Harun al-Rashid was the fifth caliph of the Abbasid dynasty who ruled Islam at the zenith of its empire with a luxury in Baghdad memorialized in The Thousand and One Nights. He is regarded as an enlightened patron of the arts who ruled over a generally open and tolerant court.
Background
Harun al-Rashid was born in February 766 (or perhaps March 763) in Rey near Teheran, the third son of the third Abbasid caliph, Mohammed al-Mahdi. His mother was Khayzuran, a former Yemeni slave girl. The elder prince, al-Hadi, was four when Harun was born. The princes were brought up in the court at Baghdad. In 782 Harun had been named as second in succession to the throne, but on his father's death in 785, the new caliph, his brother, treated him very badly.
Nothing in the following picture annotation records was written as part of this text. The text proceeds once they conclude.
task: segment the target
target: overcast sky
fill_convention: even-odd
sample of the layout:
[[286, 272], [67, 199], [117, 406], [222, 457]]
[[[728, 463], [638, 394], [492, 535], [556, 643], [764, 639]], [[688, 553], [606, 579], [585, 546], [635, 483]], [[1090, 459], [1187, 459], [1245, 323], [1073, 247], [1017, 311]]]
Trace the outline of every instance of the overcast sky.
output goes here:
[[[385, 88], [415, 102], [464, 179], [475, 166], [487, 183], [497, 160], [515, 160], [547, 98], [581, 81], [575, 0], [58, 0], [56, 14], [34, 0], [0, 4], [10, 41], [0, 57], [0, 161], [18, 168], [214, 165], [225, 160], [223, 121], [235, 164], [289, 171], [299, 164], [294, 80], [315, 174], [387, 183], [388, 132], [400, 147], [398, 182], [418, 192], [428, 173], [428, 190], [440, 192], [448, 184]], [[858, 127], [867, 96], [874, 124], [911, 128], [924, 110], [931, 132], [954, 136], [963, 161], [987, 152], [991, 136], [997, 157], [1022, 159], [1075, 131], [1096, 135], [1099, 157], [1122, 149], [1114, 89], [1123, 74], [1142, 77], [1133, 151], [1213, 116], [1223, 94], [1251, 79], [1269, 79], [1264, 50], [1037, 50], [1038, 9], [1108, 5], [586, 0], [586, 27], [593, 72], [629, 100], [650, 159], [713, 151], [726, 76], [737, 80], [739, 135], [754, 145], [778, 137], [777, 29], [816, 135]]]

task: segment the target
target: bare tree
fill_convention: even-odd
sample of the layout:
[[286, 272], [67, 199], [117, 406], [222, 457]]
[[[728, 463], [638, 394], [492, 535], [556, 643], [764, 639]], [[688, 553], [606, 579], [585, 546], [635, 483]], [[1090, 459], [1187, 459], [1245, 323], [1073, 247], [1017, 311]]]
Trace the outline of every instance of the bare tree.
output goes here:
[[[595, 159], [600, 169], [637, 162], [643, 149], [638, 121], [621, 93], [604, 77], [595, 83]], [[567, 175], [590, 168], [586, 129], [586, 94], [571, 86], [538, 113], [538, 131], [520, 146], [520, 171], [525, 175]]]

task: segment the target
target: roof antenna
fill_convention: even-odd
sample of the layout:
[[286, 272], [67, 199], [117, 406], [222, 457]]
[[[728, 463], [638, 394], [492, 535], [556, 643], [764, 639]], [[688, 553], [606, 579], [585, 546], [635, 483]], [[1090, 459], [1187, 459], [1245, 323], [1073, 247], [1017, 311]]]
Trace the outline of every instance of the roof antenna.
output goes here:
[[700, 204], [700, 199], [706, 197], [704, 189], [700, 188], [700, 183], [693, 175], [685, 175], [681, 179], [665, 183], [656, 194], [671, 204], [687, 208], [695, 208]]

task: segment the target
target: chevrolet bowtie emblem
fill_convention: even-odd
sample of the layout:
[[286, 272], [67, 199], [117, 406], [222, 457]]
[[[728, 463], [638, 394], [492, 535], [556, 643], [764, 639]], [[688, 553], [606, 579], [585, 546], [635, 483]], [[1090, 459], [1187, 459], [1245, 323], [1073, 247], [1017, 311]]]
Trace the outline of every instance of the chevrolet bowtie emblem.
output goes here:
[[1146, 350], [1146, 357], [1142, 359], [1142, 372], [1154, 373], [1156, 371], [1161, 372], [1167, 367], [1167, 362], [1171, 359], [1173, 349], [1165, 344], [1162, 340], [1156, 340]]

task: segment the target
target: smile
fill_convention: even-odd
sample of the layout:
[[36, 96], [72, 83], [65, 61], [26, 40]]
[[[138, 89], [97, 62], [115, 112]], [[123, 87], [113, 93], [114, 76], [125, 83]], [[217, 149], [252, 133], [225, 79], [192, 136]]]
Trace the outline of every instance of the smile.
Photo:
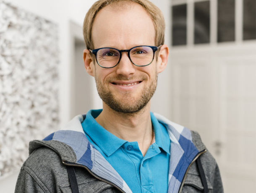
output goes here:
[[113, 83], [112, 83], [113, 84], [115, 84], [115, 85], [124, 86], [128, 86], [134, 85], [135, 84], [138, 84], [141, 82], [141, 81], [138, 81], [138, 82], [133, 82], [132, 83], [130, 83], [128, 84], [122, 84], [120, 83], [116, 83], [116, 82], [113, 82]]

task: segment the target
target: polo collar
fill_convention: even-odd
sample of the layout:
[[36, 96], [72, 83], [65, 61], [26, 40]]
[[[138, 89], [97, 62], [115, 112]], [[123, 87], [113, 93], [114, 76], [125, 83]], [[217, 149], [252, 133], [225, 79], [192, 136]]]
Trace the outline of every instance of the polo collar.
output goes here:
[[154, 131], [155, 135], [155, 140], [156, 144], [159, 147], [161, 148], [165, 151], [169, 155], [170, 154], [170, 139], [168, 134], [164, 135], [163, 132], [165, 131], [167, 133], [167, 130], [165, 128], [165, 127], [163, 125], [162, 128], [165, 128], [166, 131], [162, 130], [162, 128], [160, 126], [160, 124], [158, 120], [154, 116], [152, 112], [150, 112], [150, 117], [151, 117], [151, 122], [154, 128]]
[[[104, 154], [109, 156], [128, 141], [118, 138], [98, 123], [95, 118], [99, 116], [102, 110], [102, 109], [90, 110], [86, 114], [85, 120], [81, 124], [84, 132], [97, 144]], [[168, 135], [165, 136], [162, 133], [160, 123], [151, 112], [150, 117], [154, 128], [156, 144], [170, 154], [170, 143], [166, 142], [166, 140], [170, 140]]]
[[109, 156], [128, 141], [114, 136], [98, 123], [95, 118], [102, 111], [102, 109], [90, 110], [82, 125], [85, 133]]

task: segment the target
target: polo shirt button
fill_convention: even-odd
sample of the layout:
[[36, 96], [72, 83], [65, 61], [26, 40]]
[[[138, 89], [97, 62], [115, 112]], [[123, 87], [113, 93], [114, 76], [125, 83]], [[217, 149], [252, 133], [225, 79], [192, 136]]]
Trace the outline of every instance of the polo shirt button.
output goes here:
[[127, 150], [131, 151], [133, 150], [133, 146], [127, 146]]

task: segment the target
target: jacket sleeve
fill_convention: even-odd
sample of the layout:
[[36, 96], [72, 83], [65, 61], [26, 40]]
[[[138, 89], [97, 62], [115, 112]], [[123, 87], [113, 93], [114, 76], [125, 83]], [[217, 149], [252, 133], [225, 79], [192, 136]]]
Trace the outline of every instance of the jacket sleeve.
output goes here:
[[43, 190], [39, 183], [22, 167], [18, 177], [15, 193], [50, 192]]

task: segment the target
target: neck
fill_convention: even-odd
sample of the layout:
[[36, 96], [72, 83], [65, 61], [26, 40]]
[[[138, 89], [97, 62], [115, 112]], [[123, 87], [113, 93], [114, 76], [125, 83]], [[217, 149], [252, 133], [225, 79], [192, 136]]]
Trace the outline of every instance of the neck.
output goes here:
[[150, 109], [150, 102], [140, 112], [128, 114], [117, 112], [103, 102], [102, 111], [95, 120], [118, 138], [137, 141], [144, 156], [153, 137]]

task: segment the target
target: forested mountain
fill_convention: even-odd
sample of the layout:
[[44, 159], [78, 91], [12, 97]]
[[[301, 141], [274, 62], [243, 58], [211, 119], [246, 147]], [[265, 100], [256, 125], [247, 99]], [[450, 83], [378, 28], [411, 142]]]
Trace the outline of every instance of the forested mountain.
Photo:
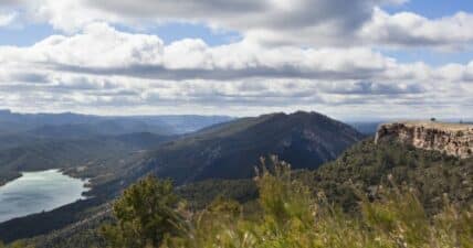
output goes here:
[[245, 179], [261, 155], [277, 154], [295, 169], [316, 169], [362, 138], [317, 112], [264, 115], [206, 128], [149, 154], [147, 168], [177, 183]]
[[[259, 208], [262, 196], [252, 177], [260, 158], [269, 154], [291, 163], [292, 177], [306, 185], [313, 197], [323, 195], [327, 203], [351, 217], [361, 214], [360, 196], [378, 201], [382, 188], [391, 187], [412, 188], [425, 216], [441, 213], [445, 202], [462, 208], [473, 204], [471, 158], [449, 157], [391, 140], [375, 143], [372, 138], [316, 112], [242, 118], [181, 137], [143, 132], [97, 139], [51, 145], [57, 150], [56, 155], [80, 147], [101, 152], [107, 149], [107, 143], [123, 148], [88, 164], [86, 173], [80, 173], [75, 166], [67, 168], [70, 174], [95, 176], [88, 193], [94, 197], [0, 224], [1, 239], [34, 237], [28, 242], [39, 248], [103, 246], [97, 228], [104, 222], [114, 222], [113, 200], [147, 174], [172, 179], [176, 195], [187, 200], [186, 206], [191, 212], [208, 208], [216, 198], [234, 200], [242, 204], [243, 215], [250, 214], [254, 219], [254, 215], [262, 214]], [[27, 154], [31, 158], [49, 154], [41, 145], [36, 149], [38, 153], [31, 150]], [[95, 154], [86, 152], [90, 153], [77, 154], [88, 158]], [[71, 157], [71, 161], [82, 155]], [[11, 161], [19, 164], [14, 159]]]

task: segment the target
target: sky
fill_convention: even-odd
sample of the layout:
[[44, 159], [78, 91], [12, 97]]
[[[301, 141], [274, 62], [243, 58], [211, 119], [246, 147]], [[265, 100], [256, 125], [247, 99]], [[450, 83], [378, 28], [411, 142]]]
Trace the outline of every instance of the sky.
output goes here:
[[473, 118], [465, 0], [0, 0], [0, 108]]

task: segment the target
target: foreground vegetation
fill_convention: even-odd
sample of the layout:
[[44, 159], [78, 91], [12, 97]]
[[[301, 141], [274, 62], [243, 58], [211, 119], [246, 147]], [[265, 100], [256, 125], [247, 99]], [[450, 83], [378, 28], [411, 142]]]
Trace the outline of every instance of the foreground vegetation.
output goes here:
[[[347, 214], [293, 179], [290, 165], [271, 158], [259, 170], [259, 198], [241, 205], [218, 197], [191, 212], [169, 181], [147, 177], [114, 205], [116, 222], [102, 228], [111, 248], [471, 248], [473, 209], [446, 201], [428, 215], [408, 186], [379, 186], [357, 194], [359, 212]], [[388, 176], [391, 179], [390, 176]]]

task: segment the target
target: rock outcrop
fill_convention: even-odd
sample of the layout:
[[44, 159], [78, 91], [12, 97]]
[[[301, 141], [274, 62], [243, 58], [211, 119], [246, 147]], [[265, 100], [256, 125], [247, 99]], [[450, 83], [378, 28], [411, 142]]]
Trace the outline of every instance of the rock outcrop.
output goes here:
[[407, 121], [380, 125], [375, 142], [397, 140], [462, 159], [473, 157], [473, 125]]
Al-Hadi, however, died mysteriously in September 786.
Education
Harun was educated in the Koran (the holy book of Islam), poetry, music, anecdotes about the Prophet Muhammad, early Islamic history, and current legal practice. He had as tutor Yaḥya the Barmakid, a loyal supporter of his mother.
Career
After his brother's death Harun was proclaimed caliph. He at once appointed Yahya the Barmakid as his vizier. For the first 17 years of his reign Harun relied to a great extent on his vizier and two of the vizier's sons, al-Fadl and Jafar. Yahya appeared to have been an exceptionally competent administrator and to have shown great wisdom in the selection and training of subordinates; his two sons had similar qualities. The Barmakid family fell from power suddenly with the execution of Jafar on the night of January 28/29, 803, and with the arrest of his father and al-Fadl. The fundamental reason was that they were too powerful and left too little scope to the caliph.
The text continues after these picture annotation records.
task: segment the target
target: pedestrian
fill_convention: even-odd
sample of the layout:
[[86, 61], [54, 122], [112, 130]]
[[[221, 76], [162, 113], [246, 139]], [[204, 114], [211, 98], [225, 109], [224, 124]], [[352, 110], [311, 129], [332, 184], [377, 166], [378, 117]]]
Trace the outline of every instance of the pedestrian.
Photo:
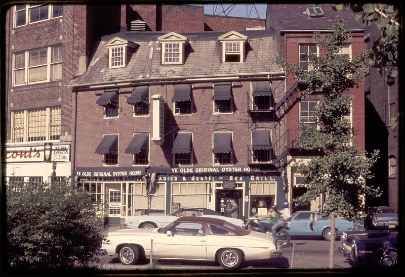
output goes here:
[[239, 218], [239, 207], [234, 200], [231, 200], [231, 205], [232, 205], [232, 208], [227, 209], [226, 211], [231, 213], [231, 217], [232, 218]]

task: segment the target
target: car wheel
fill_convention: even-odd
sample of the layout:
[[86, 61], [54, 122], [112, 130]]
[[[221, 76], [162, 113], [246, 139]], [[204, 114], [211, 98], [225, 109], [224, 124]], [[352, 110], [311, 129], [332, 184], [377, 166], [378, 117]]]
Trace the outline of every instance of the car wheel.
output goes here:
[[139, 250], [134, 245], [125, 245], [119, 250], [118, 257], [123, 264], [135, 264], [139, 258]]
[[378, 266], [382, 267], [391, 267], [396, 265], [398, 255], [393, 251], [388, 251], [380, 254], [378, 257]]
[[141, 228], [144, 229], [153, 229], [157, 227], [157, 226], [153, 222], [144, 222], [141, 225]]
[[331, 233], [332, 229], [330, 227], [325, 228], [325, 229], [322, 232], [322, 237], [326, 241], [329, 241], [331, 240], [331, 237], [332, 236]]
[[220, 251], [218, 259], [223, 268], [236, 268], [242, 262], [242, 254], [236, 249], [224, 249]]

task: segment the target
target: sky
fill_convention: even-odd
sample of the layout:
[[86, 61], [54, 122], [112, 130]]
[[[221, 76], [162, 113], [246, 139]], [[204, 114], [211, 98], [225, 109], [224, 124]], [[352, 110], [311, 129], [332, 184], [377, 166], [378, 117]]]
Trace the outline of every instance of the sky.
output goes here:
[[[231, 9], [226, 10], [233, 4], [205, 4], [204, 5], [204, 13], [206, 14], [225, 15], [221, 13], [226, 10], [225, 12], [229, 14], [229, 16], [240, 17], [250, 17], [251, 18], [266, 19], [266, 4], [240, 4], [235, 5]], [[256, 8], [256, 9], [255, 9]], [[229, 12], [230, 11], [230, 12]]]

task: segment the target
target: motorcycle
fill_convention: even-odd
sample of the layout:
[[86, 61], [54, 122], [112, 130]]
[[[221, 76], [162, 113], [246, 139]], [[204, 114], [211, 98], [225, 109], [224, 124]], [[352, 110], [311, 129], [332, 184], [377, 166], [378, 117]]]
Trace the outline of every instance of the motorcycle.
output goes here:
[[[247, 230], [251, 230], [263, 233], [271, 233], [271, 227], [273, 224], [267, 223], [266, 220], [259, 220], [256, 218], [250, 217], [245, 223], [244, 228]], [[287, 226], [282, 227], [277, 230], [274, 239], [276, 241], [281, 242], [283, 245], [290, 243], [291, 236], [287, 230], [289, 229]]]

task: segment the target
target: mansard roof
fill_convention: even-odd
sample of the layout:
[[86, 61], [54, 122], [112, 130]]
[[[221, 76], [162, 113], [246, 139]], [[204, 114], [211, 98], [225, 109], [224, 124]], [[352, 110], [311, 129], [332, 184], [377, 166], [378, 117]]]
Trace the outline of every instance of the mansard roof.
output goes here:
[[[223, 64], [222, 50], [218, 37], [225, 32], [181, 33], [189, 44], [185, 49], [183, 64], [161, 65], [161, 48], [158, 38], [166, 37], [162, 32], [126, 32], [102, 37], [95, 43], [89, 67], [83, 75], [71, 81], [75, 86], [142, 79], [227, 74], [282, 71], [270, 60], [278, 56], [277, 42], [274, 30], [238, 32], [248, 38], [244, 63]], [[108, 68], [107, 43], [114, 37], [119, 37], [139, 45], [125, 67]]]

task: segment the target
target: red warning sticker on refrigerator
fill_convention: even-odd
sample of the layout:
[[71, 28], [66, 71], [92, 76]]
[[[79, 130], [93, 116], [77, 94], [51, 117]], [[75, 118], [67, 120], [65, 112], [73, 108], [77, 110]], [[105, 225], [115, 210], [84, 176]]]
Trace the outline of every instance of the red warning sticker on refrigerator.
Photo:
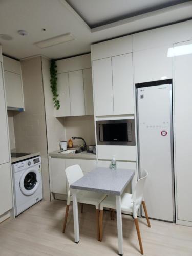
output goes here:
[[162, 136], [166, 136], [166, 135], [167, 134], [167, 132], [165, 130], [161, 131], [161, 134]]

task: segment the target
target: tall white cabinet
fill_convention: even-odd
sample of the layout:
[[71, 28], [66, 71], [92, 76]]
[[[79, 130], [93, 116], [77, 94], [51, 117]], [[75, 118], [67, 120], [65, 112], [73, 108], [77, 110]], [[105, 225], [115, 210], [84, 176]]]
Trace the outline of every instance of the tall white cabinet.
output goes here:
[[[0, 46], [1, 53], [1, 47]], [[12, 208], [11, 178], [2, 56], [0, 54], [0, 222]]]
[[177, 219], [192, 226], [192, 41], [174, 45], [175, 155]]
[[133, 115], [132, 37], [91, 46], [96, 116]]

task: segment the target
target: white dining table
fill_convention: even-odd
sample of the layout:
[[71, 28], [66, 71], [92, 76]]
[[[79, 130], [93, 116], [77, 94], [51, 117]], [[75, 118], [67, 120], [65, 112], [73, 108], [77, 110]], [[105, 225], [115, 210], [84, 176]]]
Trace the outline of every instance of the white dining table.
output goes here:
[[123, 255], [123, 231], [122, 227], [121, 195], [132, 180], [134, 170], [98, 167], [85, 175], [72, 185], [74, 236], [75, 243], [79, 242], [79, 220], [77, 200], [77, 191], [82, 190], [114, 195], [116, 197], [117, 234], [119, 254]]

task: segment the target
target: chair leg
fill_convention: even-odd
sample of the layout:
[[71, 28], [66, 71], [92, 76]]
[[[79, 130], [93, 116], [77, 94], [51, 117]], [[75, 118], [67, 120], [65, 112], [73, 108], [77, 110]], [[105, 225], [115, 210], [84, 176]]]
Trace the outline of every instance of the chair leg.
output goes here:
[[96, 225], [97, 225], [97, 240], [98, 241], [100, 241], [100, 237], [99, 237], [99, 211], [98, 209], [96, 209]]
[[81, 214], [83, 212], [83, 204], [81, 204]]
[[66, 223], [67, 223], [67, 219], [68, 218], [68, 216], [69, 205], [70, 205], [69, 204], [67, 204], [67, 206], [66, 206], [66, 214], [65, 214], [65, 216], [63, 227], [62, 228], [62, 232], [63, 233], [65, 233], [65, 231], [66, 231]]
[[135, 227], [136, 227], [136, 230], [137, 230], [137, 237], [138, 238], [140, 249], [141, 250], [141, 254], [142, 255], [143, 255], [143, 246], [142, 245], [141, 234], [140, 233], [138, 219], [137, 218], [136, 219], [134, 219], [134, 221], [135, 221]]
[[146, 204], [145, 204], [145, 202], [144, 201], [142, 201], [142, 204], [143, 205], [144, 211], [145, 212], [145, 214], [146, 219], [146, 220], [147, 221], [148, 227], [151, 227], [150, 219], [148, 218], [148, 212], [147, 212], [147, 210], [146, 209]]
[[103, 210], [100, 211], [100, 218], [99, 218], [99, 230], [100, 230], [100, 241], [102, 241], [102, 239], [103, 237]]

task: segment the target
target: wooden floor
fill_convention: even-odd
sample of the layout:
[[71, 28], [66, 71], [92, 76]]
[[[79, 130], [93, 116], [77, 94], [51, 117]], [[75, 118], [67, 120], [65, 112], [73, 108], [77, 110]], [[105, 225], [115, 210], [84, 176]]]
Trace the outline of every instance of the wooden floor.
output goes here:
[[[65, 233], [62, 233], [66, 202], [42, 201], [0, 224], [0, 255], [112, 256], [118, 250], [116, 219], [103, 215], [102, 242], [97, 240], [94, 207], [84, 205], [79, 213], [80, 240], [73, 240], [72, 207], [70, 205]], [[80, 206], [79, 205], [79, 207]], [[80, 209], [80, 208], [79, 208]], [[79, 212], [80, 212], [80, 210]], [[191, 256], [192, 228], [151, 220], [149, 228], [144, 218], [139, 219], [144, 255]], [[139, 255], [139, 246], [132, 217], [123, 215], [124, 255]]]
Although the caliphate was now mostly pacified and there were no major revolts, there was an almost constant series of local insurrections. In the earlier part of the reign there were troubles in Egypt, Syria, Mesopotamia, Yemen, and Daylam (south of the Caspian Sea), and in 806 a more serious revolt in Khurasan under Rafi ibn Layth. The difficulty of holding together an empire as vast as Harun's led to the establishment of an independent principality in Morocco by the Idrisid dynasty in 789 and of a semi-independent one in Tunisia by the Aghlabid dynasty in 800. These marked a loss of power by the central government. The danger of disintegration was increased by Harun's unwise arrangement for succession. It provided for one son, al-Amin, to become caliph and for another son, al-Mamun, to have control of certain provinces and of a section of the army.
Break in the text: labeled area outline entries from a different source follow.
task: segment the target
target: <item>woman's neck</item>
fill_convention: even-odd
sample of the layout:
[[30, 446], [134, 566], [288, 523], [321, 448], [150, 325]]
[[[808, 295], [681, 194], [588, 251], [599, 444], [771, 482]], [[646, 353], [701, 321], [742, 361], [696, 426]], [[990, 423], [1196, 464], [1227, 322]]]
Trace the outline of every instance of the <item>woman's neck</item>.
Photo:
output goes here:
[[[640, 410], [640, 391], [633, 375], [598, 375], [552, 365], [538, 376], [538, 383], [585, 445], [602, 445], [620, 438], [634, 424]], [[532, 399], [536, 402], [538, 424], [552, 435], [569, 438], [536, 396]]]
Harun took a personal interest in the campaigns against the Byzantines, leading expeditions in 797, 803, and 806. In 797 the empress Irene made peace and agreed to pay a large sum of money. The emperor Nicephorus denounced this treaty but was forced to make an even more humiliating one in 806. Cyprus was occupied in 805. Though not mentioned in Arabic sources, there seemed to have been diplomatic contacts between Harun and Charlemagne, in which the latter was recognized as protector of Christian pilgrims to Jerusalem. Harun died at Tus in eastern Persia on March 24, 809 during an expedition to restore order there.
Achievements
During Harun's reign the power and prosperity of the dynasty was at its height, though it has also been argued that its decline began at that time. He was neither a great ruler nor a man of prepossessing character, though he was a lavish patron of the arts. He owes his fame to the wealth and luxury of his court, surpassing anything previously known, and to his place in Arabic legend.
Personality
R. A. Nicholson described Harun as a perfidious and irascible tyrant, whose fitful amiability and real taste for music and letters hardly entitle him to be described either as a great monarch or a good man.
Connections
Harun had three sons: al-Ma'mun, al-Amin, and al-Qasim.
Father:
Mohammed al-Mahdi
Mother:
Khayzuran
She came to have great political influence through her husband and son.